Note: The sampling parameters above are illustrative. Please refer to each model's HuggingFace model card for the recommended sampling parameters.

Data generation

source .venv/bin/activate
python data_generation/generate.py --config data_generation/config.yaml

This runs the full pipeline end-to-end: loads the dataset, generates solutions with vLLM, and post-processes into chat-template JSONL for SFT training.
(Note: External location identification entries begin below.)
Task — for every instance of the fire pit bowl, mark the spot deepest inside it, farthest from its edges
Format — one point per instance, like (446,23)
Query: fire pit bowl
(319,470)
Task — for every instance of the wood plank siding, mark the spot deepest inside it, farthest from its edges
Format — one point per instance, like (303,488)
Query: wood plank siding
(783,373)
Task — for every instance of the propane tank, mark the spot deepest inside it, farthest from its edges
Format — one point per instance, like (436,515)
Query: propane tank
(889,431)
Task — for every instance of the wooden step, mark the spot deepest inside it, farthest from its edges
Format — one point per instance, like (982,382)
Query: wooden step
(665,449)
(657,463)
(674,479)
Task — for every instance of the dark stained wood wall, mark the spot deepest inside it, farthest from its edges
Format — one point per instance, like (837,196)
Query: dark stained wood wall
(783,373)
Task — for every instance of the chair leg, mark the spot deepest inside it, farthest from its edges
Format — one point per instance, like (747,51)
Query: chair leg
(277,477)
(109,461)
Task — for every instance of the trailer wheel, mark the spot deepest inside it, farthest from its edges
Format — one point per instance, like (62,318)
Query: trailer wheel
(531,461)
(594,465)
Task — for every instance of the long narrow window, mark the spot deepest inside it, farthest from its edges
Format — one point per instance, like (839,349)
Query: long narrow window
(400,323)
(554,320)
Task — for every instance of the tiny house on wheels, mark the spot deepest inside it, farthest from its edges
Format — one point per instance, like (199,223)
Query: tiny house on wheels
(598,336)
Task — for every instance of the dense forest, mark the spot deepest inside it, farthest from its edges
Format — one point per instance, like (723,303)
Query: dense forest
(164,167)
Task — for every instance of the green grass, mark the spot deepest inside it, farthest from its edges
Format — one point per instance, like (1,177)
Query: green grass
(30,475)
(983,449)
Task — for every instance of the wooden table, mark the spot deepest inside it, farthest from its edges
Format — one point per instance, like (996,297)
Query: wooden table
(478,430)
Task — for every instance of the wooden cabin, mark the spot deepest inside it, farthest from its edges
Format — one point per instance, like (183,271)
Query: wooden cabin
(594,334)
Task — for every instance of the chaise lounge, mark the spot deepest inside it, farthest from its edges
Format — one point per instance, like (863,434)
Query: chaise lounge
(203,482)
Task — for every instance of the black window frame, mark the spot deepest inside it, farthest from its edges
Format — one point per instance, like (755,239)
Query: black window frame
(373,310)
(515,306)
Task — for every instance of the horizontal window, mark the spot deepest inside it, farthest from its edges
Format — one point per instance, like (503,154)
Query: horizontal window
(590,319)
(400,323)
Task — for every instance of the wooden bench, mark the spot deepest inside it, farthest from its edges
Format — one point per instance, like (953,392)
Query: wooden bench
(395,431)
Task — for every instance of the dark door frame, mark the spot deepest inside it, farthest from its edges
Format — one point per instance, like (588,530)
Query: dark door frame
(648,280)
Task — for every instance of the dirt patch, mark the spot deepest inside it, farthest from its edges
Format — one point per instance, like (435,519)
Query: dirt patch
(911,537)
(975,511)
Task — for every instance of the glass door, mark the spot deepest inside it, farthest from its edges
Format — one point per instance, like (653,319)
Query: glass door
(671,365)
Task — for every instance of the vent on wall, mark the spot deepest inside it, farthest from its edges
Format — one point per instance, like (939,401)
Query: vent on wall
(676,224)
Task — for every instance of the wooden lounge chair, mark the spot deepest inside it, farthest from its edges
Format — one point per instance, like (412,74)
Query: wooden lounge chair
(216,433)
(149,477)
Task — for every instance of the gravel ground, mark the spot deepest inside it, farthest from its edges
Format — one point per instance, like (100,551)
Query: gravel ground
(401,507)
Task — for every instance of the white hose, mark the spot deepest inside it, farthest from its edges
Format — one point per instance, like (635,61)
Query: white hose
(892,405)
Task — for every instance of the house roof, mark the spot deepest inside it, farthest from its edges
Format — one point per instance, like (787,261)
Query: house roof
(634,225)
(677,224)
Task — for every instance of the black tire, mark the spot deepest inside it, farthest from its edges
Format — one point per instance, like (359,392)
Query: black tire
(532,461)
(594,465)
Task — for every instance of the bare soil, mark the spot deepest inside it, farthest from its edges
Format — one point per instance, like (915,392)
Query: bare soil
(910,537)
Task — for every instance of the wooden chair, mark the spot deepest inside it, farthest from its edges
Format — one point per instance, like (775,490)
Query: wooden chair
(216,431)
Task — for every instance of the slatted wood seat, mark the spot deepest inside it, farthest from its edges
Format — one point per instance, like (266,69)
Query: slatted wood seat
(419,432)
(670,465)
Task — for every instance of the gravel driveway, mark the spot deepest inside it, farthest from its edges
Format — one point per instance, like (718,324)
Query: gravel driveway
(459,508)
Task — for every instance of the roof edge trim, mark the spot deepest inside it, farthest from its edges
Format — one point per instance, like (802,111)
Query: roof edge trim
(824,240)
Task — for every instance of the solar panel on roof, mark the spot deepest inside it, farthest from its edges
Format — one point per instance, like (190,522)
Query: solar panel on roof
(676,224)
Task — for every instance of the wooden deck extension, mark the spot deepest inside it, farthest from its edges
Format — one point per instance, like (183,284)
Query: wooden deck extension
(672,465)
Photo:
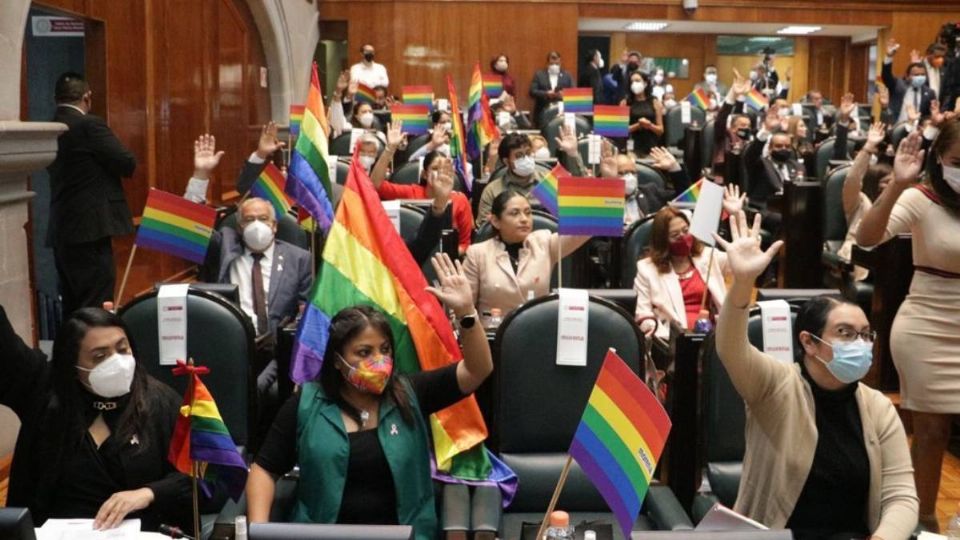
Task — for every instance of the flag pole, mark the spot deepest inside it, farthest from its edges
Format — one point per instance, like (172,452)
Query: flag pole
(556,495)
(126,274)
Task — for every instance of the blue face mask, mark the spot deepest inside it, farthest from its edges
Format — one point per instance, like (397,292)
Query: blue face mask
(851,359)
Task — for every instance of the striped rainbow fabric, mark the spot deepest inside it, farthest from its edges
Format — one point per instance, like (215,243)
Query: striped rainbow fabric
(591,206)
(611,120)
(200,436)
(620,439)
(308,178)
(365,261)
(174,225)
(578,100)
(270,185)
(546,190)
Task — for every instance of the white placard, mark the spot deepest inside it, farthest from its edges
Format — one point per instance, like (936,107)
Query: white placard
(777,329)
(393,212)
(172,323)
(572,320)
(706,215)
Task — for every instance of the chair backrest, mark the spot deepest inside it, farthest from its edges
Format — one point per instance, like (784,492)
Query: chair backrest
(635,241)
(673,127)
(834,219)
(219,336)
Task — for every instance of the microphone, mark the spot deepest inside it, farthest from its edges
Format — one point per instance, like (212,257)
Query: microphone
(173,532)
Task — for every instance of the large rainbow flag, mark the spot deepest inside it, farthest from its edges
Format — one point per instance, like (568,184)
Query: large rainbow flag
(578,100)
(611,120)
(546,190)
(308,178)
(591,206)
(200,436)
(620,438)
(458,139)
(270,185)
(481,127)
(174,225)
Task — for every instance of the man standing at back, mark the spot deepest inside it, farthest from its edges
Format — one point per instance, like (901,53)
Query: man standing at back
(87,204)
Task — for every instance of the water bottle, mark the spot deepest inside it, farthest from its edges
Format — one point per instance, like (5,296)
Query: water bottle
(560,528)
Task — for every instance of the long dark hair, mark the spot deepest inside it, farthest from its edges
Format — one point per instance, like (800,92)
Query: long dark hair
(344,328)
(68,389)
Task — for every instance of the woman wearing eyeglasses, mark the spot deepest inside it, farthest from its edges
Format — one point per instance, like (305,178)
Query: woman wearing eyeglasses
(825,456)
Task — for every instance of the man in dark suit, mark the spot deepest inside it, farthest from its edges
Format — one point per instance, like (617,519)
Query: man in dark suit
(87,204)
(548,84)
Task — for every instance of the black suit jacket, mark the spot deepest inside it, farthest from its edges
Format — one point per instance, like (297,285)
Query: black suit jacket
(87,201)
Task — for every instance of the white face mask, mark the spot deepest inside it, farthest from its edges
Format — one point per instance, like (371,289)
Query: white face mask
(257,236)
(112,377)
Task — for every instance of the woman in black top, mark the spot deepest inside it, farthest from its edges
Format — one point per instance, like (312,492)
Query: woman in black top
(95,428)
(646,114)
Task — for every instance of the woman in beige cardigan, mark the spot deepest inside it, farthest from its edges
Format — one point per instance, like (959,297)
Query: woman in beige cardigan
(824,453)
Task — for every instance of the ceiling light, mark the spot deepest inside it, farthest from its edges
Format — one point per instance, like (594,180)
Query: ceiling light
(799,30)
(646,26)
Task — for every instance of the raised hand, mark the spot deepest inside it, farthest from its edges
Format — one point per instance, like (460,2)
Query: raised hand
(268,143)
(454,291)
(205,156)
(909,159)
(744,256)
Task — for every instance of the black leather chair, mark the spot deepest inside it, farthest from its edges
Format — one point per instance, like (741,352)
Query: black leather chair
(538,405)
(219,336)
(635,241)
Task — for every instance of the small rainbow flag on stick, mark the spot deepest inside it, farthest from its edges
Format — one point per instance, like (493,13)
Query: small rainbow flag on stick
(578,100)
(546,190)
(174,225)
(699,98)
(591,206)
(365,94)
(418,95)
(756,100)
(620,439)
(492,85)
(296,117)
(270,185)
(611,120)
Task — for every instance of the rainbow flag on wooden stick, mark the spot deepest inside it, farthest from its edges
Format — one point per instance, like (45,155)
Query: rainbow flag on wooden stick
(174,225)
(620,439)
(578,100)
(611,120)
(200,437)
(591,206)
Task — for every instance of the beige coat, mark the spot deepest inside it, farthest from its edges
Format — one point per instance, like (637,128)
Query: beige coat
(781,438)
(659,294)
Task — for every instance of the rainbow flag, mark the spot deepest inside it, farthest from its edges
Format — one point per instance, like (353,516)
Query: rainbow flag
(296,118)
(365,261)
(200,436)
(308,176)
(546,190)
(591,206)
(756,100)
(364,95)
(458,140)
(415,118)
(611,120)
(174,225)
(699,98)
(418,95)
(481,127)
(578,100)
(492,85)
(270,185)
(620,438)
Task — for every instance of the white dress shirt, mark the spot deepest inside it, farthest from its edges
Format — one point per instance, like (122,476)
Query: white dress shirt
(241,270)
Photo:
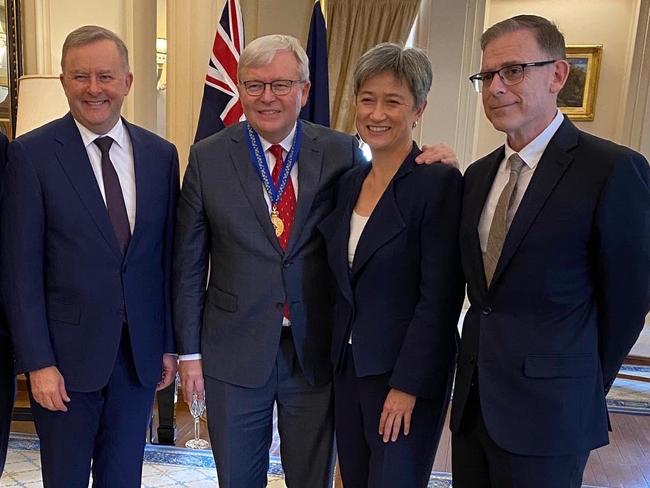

Edit data_generation/config.yaml to change the model, dataset, sampling temperature, etc.

🤗 Models

Model	HuggingFace
SSD-4B-Instruct	apple/SimpleSD-4B-instruct
SSD-4B-Thinking	apple/SimpleSD-4B-thinking
SSD-30B-A3B-Instruct	apple/SimpleSD-30b-a3b-instruct

📁 Repository Structure

├── data_generation/
│   ├── generate.py              # End-to-end data generation pipeline
│   ├── config.yaml              # Generation & post-processing config
│   └── templates/               # Prompt templates
├── evaluation/
│   ├── eval.py                  # CLI entry point
│   ├── benchmark.py             # LiveCodeBench v6 implementation
│   └── livecodebench_utils.py   # Code execution utilities
├── figures/
│   └── fig_teaser.png
├── pyproject.toml
└── README.md

📝 Citation

@misc{zhang2026embarrassinglysimpleselfdistillationimproves,
      title={Embarrassingly Simple Self-Distillation Improves Code Generation},
      author={Ruixiang Zhang and Richard He Bai and Huangjie Zheng and Navdeep Jaitly and Ronan Collobert and Yizhe Zhang},
      year={2026},
      eprint={2604.01193},
      archivePrefix={arXiv},
      primaryClass={cs.CL},
      url={https://arxiv.org/abs/2604.01193},
}